Dopo aver individuato un’area in cui installare gli impianti e gli autoconsumatori ammessi a partecipare, si crea un soggetto giuridico autonomo controllato dagli azionisti membri che, agendo a proprio nome, possa esercitare diritti ed essere soggetto a obblighi e abbia la proprietà o la piena disponibilità degli impianti di autoproduzione sulla base di un titolo giuridico (quale usufrutto, comodato d’uso o altro titolo contrattuale); successivamente, si procede alla realizzazione degli impianti verificando la corretta procedura autorizzativa dell’impianto e si presenta la richiesta di connessione alla rete; da ultimo, si avvia la richiesta di accesso al servizio di valorizzazione e incentivazione dell’energia condivisa del GSE.

Una comunità energetica rinnovabile assicura vantaggi di tipo ambientale, sociale ed economico: riduce l’inquinamento promuovendo le fonti rinnovabili a livello decentralizzato, si pone come soluzione per combattere la vulnerabilità e la povertà energetica, crea coesione e sviluppo del territorio sostenendo l’economia dei piccoli territori e favorisce la partecipazione al mercato di utenti altrimenti esclusi, che diventano protagonisti nella transizione energetica.

Riguardo ai benefici economici, tutta l’energia immessa in rete viene valorizzata al prezzo di mercato, con un ritorno dell’investimento stimato in pochi anni. Inoltre, per ciascun kWh di energia elettrica in eccesso “condivisa” il GSE, per un periodo di 20 anni a partire dalla data di invio della richiesta di accesso al servizio di valorizzazione e incentivazione, riconosce due contributi economici: un corrispettivo unitario, individuato come somma della tariffa di trasmissione per le utenze in bassa tensione e del valore più elevato della componente variabile della tariffa di distribuzione per le utenze altri usi in bassa tensione, e una tariffa premio, pari a 110 €/MWh per le comunità di energia.

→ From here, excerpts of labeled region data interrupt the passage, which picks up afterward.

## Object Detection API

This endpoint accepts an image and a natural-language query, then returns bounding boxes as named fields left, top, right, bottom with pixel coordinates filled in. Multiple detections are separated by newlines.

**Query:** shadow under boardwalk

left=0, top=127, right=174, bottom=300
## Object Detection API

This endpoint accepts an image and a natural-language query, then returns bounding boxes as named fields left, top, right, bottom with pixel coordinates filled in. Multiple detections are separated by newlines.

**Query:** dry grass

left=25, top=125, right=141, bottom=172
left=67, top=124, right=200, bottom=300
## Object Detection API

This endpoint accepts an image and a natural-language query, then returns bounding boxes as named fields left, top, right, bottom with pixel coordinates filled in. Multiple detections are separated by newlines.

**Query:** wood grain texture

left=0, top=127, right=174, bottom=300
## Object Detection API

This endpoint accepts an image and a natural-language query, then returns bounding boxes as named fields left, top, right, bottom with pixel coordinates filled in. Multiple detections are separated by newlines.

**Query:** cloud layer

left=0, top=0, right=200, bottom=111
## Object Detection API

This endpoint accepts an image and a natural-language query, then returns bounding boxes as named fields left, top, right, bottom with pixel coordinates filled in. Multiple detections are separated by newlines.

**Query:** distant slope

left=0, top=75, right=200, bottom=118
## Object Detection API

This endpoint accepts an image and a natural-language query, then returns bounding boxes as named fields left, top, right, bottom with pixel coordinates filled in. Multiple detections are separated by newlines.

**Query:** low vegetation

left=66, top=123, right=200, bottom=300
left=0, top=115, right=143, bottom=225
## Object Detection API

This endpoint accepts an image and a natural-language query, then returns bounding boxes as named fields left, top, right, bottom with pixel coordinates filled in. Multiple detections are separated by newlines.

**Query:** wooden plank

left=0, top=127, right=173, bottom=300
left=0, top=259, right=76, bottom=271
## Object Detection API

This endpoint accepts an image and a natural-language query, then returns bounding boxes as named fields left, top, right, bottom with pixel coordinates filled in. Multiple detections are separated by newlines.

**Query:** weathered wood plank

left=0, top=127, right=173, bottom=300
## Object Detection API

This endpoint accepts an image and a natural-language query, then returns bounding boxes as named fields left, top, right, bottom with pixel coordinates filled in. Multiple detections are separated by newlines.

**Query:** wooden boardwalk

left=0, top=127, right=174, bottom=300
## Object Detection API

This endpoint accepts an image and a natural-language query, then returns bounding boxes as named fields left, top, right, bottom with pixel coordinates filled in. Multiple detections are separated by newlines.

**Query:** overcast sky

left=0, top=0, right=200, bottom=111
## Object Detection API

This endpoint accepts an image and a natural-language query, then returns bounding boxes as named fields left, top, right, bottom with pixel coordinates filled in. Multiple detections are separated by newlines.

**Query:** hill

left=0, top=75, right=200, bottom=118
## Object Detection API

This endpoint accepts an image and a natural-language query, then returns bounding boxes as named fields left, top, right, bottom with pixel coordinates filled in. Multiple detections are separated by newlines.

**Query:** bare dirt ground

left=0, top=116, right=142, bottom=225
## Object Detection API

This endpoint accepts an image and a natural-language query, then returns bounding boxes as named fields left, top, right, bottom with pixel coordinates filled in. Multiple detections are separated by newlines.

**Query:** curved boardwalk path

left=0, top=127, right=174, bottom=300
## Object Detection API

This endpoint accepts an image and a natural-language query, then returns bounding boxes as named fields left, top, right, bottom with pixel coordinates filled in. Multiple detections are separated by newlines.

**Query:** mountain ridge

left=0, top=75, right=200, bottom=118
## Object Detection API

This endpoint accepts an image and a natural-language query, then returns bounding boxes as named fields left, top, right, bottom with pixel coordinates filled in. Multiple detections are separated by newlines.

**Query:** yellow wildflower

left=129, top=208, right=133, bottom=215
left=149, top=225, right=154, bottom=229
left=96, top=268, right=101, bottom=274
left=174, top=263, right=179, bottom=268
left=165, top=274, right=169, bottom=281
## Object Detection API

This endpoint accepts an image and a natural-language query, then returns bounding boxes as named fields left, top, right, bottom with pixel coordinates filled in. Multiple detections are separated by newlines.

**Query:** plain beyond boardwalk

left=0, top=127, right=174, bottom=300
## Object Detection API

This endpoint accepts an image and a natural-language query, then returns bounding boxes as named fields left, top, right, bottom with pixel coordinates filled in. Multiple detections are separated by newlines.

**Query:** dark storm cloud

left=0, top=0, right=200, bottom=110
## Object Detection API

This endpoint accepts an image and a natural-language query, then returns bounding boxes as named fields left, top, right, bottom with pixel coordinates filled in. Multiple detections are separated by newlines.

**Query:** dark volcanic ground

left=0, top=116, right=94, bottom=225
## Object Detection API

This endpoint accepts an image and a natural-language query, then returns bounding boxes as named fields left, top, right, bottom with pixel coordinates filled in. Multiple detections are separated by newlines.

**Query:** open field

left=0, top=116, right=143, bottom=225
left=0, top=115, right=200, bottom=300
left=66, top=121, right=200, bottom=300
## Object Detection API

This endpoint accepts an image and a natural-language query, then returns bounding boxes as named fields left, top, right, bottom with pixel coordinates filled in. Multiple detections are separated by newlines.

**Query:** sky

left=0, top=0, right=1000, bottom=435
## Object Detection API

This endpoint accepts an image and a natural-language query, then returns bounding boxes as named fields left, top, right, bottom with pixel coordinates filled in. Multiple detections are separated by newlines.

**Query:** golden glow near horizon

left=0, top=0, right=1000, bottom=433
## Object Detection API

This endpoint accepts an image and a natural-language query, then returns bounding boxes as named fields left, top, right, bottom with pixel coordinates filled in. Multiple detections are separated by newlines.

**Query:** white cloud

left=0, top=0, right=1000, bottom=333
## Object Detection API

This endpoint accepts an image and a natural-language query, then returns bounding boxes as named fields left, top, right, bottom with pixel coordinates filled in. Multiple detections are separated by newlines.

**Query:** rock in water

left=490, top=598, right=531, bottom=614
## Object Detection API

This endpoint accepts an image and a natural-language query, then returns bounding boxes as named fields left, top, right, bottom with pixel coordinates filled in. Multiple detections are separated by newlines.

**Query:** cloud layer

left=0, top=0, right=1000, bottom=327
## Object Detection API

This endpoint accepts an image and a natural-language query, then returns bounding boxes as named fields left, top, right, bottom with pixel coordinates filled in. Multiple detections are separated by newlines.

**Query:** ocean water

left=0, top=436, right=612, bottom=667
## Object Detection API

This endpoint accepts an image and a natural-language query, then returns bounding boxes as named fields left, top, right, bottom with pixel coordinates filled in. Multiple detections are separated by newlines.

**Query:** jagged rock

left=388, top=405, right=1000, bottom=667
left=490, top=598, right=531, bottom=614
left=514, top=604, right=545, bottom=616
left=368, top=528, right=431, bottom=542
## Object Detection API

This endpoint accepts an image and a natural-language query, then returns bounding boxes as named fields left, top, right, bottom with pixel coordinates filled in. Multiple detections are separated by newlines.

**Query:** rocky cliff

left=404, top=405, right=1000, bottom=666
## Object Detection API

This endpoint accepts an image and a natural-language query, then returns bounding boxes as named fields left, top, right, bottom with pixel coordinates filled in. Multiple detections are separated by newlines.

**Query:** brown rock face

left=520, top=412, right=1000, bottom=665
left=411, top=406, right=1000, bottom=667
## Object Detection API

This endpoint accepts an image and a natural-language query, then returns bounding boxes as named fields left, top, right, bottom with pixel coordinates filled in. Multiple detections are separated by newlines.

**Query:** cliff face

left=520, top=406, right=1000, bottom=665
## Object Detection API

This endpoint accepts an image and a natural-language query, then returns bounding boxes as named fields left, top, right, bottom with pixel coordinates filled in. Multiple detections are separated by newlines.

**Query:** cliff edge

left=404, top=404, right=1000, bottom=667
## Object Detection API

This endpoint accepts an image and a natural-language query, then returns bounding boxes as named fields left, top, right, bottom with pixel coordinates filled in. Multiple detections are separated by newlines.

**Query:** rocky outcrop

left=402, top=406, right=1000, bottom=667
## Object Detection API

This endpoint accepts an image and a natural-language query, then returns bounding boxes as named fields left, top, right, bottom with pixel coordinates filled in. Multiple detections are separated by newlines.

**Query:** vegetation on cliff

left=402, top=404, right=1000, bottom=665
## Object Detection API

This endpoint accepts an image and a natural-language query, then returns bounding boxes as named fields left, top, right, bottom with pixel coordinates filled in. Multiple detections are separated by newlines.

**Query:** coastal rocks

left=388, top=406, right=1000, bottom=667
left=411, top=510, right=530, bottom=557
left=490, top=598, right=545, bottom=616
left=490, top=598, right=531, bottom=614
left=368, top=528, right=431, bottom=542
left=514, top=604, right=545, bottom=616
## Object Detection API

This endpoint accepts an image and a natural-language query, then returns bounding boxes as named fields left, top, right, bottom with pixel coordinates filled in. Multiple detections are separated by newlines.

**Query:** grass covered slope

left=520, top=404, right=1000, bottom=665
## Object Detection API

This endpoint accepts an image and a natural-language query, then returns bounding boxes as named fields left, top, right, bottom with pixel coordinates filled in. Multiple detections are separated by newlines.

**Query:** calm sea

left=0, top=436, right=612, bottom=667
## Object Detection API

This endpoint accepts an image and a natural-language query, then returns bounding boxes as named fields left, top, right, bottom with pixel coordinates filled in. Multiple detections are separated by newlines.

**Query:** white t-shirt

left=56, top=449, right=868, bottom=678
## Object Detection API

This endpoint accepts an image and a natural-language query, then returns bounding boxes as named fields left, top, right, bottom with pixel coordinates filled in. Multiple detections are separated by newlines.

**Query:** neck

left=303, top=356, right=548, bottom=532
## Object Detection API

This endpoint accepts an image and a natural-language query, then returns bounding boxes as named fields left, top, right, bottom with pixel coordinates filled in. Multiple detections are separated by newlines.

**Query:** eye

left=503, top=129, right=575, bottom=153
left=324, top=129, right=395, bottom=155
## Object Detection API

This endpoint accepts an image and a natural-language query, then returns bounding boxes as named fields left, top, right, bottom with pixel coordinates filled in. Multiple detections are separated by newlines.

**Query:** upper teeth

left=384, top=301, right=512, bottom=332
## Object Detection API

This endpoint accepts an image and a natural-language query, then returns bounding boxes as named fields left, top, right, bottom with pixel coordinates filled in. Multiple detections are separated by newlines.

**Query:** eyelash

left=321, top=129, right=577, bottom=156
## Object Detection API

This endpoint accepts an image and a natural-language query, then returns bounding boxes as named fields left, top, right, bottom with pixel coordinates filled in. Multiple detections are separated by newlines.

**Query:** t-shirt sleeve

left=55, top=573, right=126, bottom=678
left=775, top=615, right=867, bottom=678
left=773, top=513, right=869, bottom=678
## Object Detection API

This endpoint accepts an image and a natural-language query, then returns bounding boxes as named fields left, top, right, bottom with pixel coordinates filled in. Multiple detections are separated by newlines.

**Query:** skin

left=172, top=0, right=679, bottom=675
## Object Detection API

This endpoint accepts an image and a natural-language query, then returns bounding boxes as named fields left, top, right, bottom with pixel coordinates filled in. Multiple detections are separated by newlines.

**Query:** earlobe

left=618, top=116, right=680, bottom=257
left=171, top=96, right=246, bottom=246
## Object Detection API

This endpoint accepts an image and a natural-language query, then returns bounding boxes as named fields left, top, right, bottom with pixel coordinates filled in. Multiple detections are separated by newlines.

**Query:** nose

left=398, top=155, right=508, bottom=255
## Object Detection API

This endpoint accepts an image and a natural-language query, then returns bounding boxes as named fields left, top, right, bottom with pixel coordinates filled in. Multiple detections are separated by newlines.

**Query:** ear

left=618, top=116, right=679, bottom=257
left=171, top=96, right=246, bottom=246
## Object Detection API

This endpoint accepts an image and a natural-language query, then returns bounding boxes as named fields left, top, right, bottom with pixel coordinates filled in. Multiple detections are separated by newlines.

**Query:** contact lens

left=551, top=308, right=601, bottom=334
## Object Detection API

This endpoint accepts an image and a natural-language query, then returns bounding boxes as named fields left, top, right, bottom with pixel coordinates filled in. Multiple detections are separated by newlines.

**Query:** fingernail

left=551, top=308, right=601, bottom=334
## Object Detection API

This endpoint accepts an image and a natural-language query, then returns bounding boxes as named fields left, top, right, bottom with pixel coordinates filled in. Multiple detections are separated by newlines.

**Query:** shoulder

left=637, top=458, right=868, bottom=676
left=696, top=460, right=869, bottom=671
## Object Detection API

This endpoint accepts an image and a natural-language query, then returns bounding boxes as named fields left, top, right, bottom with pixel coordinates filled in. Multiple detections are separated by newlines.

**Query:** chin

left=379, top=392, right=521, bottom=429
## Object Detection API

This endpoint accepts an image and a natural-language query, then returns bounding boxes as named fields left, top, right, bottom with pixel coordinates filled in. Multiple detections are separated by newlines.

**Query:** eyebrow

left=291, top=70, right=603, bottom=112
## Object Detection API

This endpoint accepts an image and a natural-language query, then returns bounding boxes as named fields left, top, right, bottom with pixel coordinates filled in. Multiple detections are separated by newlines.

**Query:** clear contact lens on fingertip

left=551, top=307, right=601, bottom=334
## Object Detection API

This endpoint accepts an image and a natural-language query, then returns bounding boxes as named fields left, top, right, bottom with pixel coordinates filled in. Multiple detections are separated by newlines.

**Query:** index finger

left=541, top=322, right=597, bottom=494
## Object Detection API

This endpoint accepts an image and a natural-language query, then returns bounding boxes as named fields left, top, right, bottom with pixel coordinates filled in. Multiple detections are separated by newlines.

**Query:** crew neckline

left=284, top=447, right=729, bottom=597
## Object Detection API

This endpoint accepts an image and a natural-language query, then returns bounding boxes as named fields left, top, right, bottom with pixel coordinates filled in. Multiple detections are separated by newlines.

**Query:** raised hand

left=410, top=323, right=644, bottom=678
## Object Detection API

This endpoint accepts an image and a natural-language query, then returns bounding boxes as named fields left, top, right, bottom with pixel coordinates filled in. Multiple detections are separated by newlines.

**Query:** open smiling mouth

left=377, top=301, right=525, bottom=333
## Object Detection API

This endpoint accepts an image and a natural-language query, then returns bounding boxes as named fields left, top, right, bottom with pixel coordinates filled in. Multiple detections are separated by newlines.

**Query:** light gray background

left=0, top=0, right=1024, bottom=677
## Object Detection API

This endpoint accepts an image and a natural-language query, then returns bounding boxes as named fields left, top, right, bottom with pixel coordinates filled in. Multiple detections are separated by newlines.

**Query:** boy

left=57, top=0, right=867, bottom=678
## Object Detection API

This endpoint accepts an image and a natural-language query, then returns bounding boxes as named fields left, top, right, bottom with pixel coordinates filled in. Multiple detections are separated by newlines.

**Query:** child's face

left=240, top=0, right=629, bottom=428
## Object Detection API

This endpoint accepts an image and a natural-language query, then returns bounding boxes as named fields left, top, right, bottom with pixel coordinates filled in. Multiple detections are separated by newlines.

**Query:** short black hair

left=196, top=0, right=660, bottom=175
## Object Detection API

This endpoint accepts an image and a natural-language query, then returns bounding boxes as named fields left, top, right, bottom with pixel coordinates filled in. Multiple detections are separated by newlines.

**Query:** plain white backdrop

Al termine del periodo, il contratto può essere prorogato su base annuale tacitamente in relazione alle sole parti afferenti al corrispettivo unitario.

Secondo il rapporto Comunità rinnovabili 2022 di Legambiente in Italia sono attive 35 CER, mentre 24 sono in costruzione e altre 41 sono in progetto; la taglia tipica degli impianti è compresa tra i 20 e i 60 kW. Ci si attende per il futuro una crescita esponenziale, con circa 40.000 comunità energetiche entro il 2025 che coinvolgeranno 1,2 milioni di famiglie.

Con uno stanziamento di 2,2 miliardi di euro, il PNRR prevede di intervenire per accelerare lo sviluppo delle CER e dei sistemi distribuiti di piccola taglia.

Occorre ora favorire le partnership volte a fornire sostegno finanziario ai Comuni e a coinvolgere stakeholder e cittadini in corsi di formazione specifici.